AI makes retinal imaging 100 times faster, compared to manual method
Key Takeaways
- Applying artificial intelligence (AI) to a technique that produces high-resolution images of cells in the eye makes imaging 100 times faster and improves image contrast 3.5-fold.
- According to the authors, the advance will provide researchers with a better tool to evaluate age-related macular degeneration (AMD) and other retinal diseases.

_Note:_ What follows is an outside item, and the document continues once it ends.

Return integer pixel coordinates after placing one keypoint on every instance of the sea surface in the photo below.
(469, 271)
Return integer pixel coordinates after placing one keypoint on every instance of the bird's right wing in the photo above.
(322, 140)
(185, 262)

Johnny Tam, Ph.D., leader of the Clinical and Translational Imaging Section at the National Institutes of Health’s National Eye Institute is developing a technology called adaptive optics (AO) to improve imaging devices based on optical coherence tomography (OCT). Like ultrasound, OCT is noninvasive, quick, painless, and standard equipment in most eye clinics. “Adaptive optics takes OCT-based imaging to the next level,” said Tam. “It’s like moving from a balcony seat to a front row seat to image the retina. With AO, we can reveal 3D retinal structures at cellular-scale resolution, enabling us to zoom in on very early signs of disease.” While adding AO to OCT provides a much better view of cells, processing AO-OCT images after they’ve been captured takes much longer than OCT without AO.

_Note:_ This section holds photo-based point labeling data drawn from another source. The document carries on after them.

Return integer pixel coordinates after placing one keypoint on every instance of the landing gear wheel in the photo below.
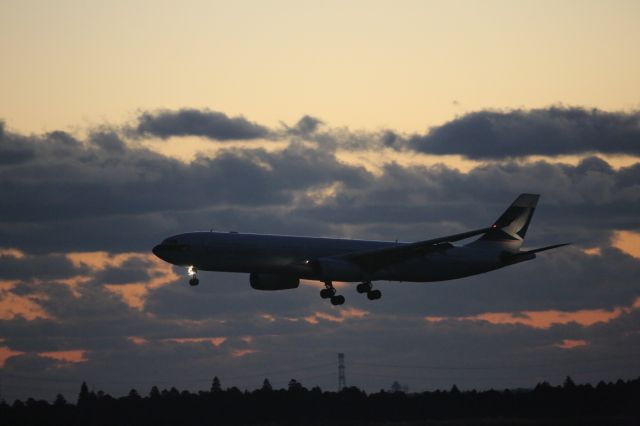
(326, 293)
(337, 300)
(374, 295)
(364, 287)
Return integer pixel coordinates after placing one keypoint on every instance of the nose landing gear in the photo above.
(329, 292)
(193, 274)
(367, 287)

Tam’s latest work targets the retinal pigment epithelium (RPE), a layer of tissue behind the retina that supports the metabolically active retinal neurons, including the light-sensing photoreceptors. Scientists are interested in the RPE because many diseases of the retina occur when the RPE breaks down. Imaging RPE cells with AO-OCT comes with new challenges, including a phenomenon called speckle. Speckle interferes with AO-OCT the way clouds interfere with aerial photography. At any given moment, parts of the image may be obscured. To manage speckle, researchers repeatedly image cells over a long period of time. As time passes, the speckle shifts, which allows different parts of the cells to become visible. The scientists then undertake the laborious and time-consuming task of piecing together many images to create an image of the RPE cells that’s speckle-free. Tam and his team have developed a novel AI-based method called parallel discriminator generative adverbial network (P-GAN), a deep learning algorithm, to address this problem. By feeding the P-GAN AI nearly 6,000 manually analyzed AO-OCT-acquired images of human RPE, each paired with its corresponding speckled original, the team trained the network to identify and recover speckle-obscured cellular features. When tested on new images, P-GAN successfully de-speckled the RPE images, recovering cellular details. With only one image capture, it generated results comparable to the manual method, which required the capture and averaging of 120 images. The results were published in Communications Medicine.
Vineeta Das, Ph.D., a postdoctoral fellow in the Clinical and Translational Imaging Section at NEI, estimates that P-GAN reduced imaging acquisition and processing time by about 100-fold. P-GAN also yielded greater contrast, about 3.5 greater than before. By integrating AI with AO-OCT, Tam believes that a major obstacle for routine clinical imaging using AO-OCT has been overcome, especially for diseases that affect the RPE, which has traditionally been difficult to image.